Dalam paparannya, Sekda Kota Bekasi Junaedi memaparkan berbagai faktor yang mempengaruhi kualitas udara di Kota Bekasi.
Ia menjelaskan bahwa sumber pencemaran udara di wilayah tersebut berasal dari beberapa sektor utama, di antaranya emisi kendaraan bermotor, aktivitas industri, serta pembakaran sampah di ruang terbuka.
Jumlah kendaraan bermotor di Kota Bekasi sendiri tercatat mencapai lebih dari 1,5 juta unit, yang terdiri dari mobil penumpang, bus, truk, hingga sepeda motor. Selain itu terdapat 36 industri dari berbagai sektor seperti makanan, farmasi, plastik hingga kemasan yang juga menjadi perhatian dalam pengawasan emisi.
Untuk memantau kualitas udara, Pemerintah Kota Bekasi telah melakukan berbagai metode pengukuran, antara lain melalui Air Quality Monitoring System (AQMS), pengujian udara ambien, serta passive sampler di beberapa zona seperti kawasan industri, permukiman, perkantoran, dan transportasi.

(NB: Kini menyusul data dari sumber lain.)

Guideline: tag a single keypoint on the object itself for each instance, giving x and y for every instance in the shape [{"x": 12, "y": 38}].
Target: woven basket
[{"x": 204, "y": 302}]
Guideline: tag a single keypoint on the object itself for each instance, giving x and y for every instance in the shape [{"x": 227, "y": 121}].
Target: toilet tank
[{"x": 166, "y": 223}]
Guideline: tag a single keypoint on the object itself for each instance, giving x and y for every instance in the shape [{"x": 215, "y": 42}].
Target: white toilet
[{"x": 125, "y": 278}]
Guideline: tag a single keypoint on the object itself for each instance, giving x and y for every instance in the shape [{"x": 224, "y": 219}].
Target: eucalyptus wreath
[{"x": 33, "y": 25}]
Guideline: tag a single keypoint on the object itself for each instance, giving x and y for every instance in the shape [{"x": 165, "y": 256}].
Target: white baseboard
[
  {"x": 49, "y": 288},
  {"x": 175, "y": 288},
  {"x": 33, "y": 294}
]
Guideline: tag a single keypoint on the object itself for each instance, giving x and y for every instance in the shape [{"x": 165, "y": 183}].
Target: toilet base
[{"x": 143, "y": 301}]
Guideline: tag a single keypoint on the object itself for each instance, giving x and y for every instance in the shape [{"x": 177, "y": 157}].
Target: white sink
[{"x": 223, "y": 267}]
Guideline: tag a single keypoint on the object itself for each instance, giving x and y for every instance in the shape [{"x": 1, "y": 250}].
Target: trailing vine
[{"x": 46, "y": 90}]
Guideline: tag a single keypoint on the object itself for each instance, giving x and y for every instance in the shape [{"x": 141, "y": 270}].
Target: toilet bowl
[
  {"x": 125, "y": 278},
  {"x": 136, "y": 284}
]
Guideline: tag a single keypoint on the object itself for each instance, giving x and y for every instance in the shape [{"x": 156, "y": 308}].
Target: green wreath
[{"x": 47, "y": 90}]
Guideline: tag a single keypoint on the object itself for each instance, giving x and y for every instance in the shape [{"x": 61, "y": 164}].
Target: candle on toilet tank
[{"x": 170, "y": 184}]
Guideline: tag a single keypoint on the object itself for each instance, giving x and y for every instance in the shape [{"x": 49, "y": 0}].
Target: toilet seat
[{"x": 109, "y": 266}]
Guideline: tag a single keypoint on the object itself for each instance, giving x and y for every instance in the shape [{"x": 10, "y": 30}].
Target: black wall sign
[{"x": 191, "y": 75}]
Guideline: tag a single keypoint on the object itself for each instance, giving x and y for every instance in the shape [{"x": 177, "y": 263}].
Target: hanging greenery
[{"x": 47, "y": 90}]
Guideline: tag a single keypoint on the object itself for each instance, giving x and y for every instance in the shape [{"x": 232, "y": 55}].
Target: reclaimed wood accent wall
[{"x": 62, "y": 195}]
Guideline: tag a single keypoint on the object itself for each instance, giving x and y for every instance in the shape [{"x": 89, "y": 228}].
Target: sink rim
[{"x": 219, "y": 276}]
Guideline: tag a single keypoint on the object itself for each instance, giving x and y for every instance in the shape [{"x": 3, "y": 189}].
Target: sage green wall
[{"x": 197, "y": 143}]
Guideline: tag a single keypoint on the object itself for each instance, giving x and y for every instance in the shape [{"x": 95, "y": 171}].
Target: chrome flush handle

Saat ini Kota Bekasi memiliki tiga stasiun AQMS yang berada di:
-
GOR Chandrabaga
-
TPST Bantargebang
-
TPA Sumurbatu
Sekda Junaedi menegaskan bahwa pengendalian kualitas udara harus dilakukan secara terpadu dan melibatkan berbagai sektor, termasuk pengelolaan sampah.
Salah satu persoalan yang masih terjadi adalah praktik pembakaran sampah di ruang terbuka yang dapat memperburuk kualitas udara.
“Pengendalian kualitas udara memiliki keterkaitan erat dengan pengelolaan sampah. Penanganan sampah yang baik menjadi bagian penting dalam menjaga kualitas udara di daerah,” kata Junaedi.
Selain itu, Pemerintah Kota Bekasi juga telah melakukan berbagai langkah strategis, di antaranya:
-
Edukasi larangan pembakaran sampah
-
Uji emisi kendaraan bermotor
-
Penyiraman jalan protokol menggunakan eco enzyme
-
Rekayasa lalu lintas angkutan barang
-
Penanaman pohon di kawasan industri dan sekolah
Melalui forum ini diharapkan kolaborasi antara pemerintah pusat dan daerah semakin kuat dalam merumuskan kebijakan yang mampu meningkatkan kualitas udara serta menciptakan lingkungan yang lebih sehat bagi masyarakat.